Aggressive Cost Takeout

Finally, it is quite clear that the industry is undertaking many cost takeout and improved efficiency efforts. Nearly all large healthcare players have initiated different care management programs in an attempt to preemptively address the most expensive items in their cost structure. Along the same lines, all insurance companies have achieved substantial progress in risk management analytics and fraud detection/prevention measures.

It is quite interesting that stock market performance demonstrates investors’ optimism about the future of the health insurance industry. More than a year after the PPACA was signed into law the S&P Managed Health Care Stock Index demonstrates strong performance, and is constantly outperforming not only the S&P 1500 but also the S&P Composite Health Care Index.

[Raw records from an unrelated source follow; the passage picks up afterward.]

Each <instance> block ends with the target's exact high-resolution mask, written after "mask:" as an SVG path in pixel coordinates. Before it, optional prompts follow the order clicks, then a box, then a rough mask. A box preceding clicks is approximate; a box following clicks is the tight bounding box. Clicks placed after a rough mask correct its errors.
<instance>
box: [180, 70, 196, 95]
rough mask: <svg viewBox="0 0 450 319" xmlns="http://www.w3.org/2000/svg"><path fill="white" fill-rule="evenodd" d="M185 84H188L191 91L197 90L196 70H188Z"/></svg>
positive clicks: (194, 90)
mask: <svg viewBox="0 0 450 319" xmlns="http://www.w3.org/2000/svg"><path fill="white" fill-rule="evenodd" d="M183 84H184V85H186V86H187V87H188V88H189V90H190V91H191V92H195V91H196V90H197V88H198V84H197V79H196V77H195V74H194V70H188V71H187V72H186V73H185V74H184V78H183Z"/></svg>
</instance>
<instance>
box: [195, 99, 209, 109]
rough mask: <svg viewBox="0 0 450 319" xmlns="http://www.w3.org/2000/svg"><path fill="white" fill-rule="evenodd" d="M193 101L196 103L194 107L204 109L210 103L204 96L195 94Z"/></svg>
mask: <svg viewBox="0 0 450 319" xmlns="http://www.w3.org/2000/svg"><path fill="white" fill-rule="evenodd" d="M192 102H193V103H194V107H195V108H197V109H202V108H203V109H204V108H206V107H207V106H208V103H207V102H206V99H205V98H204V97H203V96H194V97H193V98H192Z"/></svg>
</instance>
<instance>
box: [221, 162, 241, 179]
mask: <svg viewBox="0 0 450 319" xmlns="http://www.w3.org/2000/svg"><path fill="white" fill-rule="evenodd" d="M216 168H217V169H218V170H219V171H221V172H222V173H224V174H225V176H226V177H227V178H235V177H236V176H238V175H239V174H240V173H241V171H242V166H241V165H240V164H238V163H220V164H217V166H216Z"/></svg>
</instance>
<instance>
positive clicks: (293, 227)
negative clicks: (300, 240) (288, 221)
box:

The most challenging part of all this is estimating the impact from the second degree of implications, as healthcare reform is not limited just to the health insurance sector. The law brings many regulatory changes to the provider side, and these will quickly cascade through the entire value chain, forcing healthcare providers to make corresponding adjustments to their delivery models. Despite remaining ambiguity around different regulatory nuances, I do believe that under healthcare reform the industry will maintain its profitability.